Figure that if Canada lacked “a believable plan for repayment” of its borrowings then it seems there wouldn’t have been a market for such a sizable chunk of debt. This isn’t to say that investors don’t err on occasion, but investors certainly don't set out to fund governments that lack the means to repay what they've borrowed.
From there, we get back to the truth about debt whereby it’s yet again a shift of near-term resource access to the borrower in return for greater resource access for the lender in time. Which is a long or short way of saying that while there might be dumb money out there, rare are the investors that would purposely purchase debt in order to take a haircut. Did they simply buy debt unaware of its junky quality? That's unlikely, as it unlikely that Cochrane and Hartley would know what skin-in-the-game investors apparently did not know.

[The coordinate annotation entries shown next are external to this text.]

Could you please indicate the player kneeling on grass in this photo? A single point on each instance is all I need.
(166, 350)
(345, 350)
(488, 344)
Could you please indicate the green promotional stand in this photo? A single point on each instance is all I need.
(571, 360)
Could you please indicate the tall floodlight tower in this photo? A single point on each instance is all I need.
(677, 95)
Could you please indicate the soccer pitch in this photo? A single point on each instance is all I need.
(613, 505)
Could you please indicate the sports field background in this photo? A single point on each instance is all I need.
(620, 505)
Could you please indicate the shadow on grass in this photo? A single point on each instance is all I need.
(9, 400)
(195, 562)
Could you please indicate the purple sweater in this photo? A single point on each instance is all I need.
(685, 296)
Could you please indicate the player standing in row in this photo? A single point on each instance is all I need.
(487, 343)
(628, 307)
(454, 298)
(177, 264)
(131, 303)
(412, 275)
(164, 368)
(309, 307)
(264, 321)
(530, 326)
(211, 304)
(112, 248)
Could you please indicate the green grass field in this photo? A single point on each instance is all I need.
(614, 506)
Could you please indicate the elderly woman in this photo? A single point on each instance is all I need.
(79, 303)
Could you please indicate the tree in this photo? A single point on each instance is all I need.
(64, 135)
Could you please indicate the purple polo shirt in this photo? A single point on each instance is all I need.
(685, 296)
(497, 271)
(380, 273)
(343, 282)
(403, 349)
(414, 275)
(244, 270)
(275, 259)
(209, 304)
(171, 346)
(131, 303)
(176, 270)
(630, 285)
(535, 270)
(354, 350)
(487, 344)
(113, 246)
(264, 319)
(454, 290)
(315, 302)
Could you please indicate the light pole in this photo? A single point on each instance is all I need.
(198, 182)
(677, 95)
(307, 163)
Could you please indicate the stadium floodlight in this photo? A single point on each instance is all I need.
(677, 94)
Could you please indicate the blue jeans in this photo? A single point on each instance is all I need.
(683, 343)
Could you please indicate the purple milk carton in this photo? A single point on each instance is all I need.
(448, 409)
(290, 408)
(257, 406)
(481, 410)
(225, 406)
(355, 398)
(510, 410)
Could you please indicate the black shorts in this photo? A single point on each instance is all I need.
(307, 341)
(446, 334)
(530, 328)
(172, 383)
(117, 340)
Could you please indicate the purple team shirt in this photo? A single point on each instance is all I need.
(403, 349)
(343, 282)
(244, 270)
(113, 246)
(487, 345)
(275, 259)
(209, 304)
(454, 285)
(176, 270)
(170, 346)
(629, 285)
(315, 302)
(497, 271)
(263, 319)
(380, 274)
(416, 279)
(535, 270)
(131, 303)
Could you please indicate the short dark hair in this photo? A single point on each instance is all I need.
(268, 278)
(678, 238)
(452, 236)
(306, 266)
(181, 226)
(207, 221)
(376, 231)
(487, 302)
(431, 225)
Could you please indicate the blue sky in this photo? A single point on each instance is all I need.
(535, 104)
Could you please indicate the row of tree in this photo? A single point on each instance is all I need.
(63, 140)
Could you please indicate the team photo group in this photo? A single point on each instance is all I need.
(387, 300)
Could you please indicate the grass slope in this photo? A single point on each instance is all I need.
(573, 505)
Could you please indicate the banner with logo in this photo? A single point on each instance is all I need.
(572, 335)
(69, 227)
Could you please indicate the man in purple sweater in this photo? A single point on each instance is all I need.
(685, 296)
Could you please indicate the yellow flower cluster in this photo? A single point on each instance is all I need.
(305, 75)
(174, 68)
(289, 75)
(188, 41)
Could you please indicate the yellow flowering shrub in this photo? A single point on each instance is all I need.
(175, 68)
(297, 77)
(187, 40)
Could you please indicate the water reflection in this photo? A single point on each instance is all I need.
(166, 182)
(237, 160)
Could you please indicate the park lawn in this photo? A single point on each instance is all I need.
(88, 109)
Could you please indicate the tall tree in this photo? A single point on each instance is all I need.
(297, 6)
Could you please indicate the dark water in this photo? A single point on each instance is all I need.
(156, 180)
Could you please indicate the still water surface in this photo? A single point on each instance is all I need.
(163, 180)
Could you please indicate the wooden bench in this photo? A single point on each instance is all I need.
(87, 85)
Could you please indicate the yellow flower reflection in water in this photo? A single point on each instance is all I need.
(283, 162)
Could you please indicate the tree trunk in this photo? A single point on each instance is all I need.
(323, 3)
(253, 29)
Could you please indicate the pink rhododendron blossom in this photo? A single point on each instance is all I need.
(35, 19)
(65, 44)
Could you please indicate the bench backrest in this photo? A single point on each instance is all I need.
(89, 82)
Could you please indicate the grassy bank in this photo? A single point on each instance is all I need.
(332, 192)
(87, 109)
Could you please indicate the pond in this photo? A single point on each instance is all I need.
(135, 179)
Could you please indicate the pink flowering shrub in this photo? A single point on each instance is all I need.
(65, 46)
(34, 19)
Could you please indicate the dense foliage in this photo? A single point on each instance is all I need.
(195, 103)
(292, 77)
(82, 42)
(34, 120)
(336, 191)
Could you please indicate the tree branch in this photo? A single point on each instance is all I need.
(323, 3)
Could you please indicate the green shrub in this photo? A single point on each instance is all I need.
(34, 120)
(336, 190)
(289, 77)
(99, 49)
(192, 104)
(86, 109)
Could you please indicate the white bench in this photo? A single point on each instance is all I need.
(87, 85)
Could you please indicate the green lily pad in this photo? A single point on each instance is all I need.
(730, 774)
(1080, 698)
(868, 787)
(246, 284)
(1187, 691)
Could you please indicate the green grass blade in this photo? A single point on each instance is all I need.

Which brings us back to the contention that country debt incurred is inflationary if when there’s no “believable plan for repayment.” Except that if there’s no “believable plan for repayment,” then there’s logically no debt. Figure that markets by virtue of being markets are going to sniff out what’s not credible first, only for borrowing windows to close.
About what’s been written, none of it should be construed as an assertion that governments never default, or devalue (inflation) their way out of debt. Of course they do. But the default is a policy choice, as is the devaluation a policy choice. If it were an automatic consequence of governments borrowing too much, then the borrowing wouldn’t happen to begin with.
Markets for debt are wise, precisely because the compound interest costs of poor lending decisions are immense. The mere assumption that government borrowing somehow causes inflation presumes a level of information asymmetry that doesn’t exist in very deep country debt markets, and that arguably never has existed.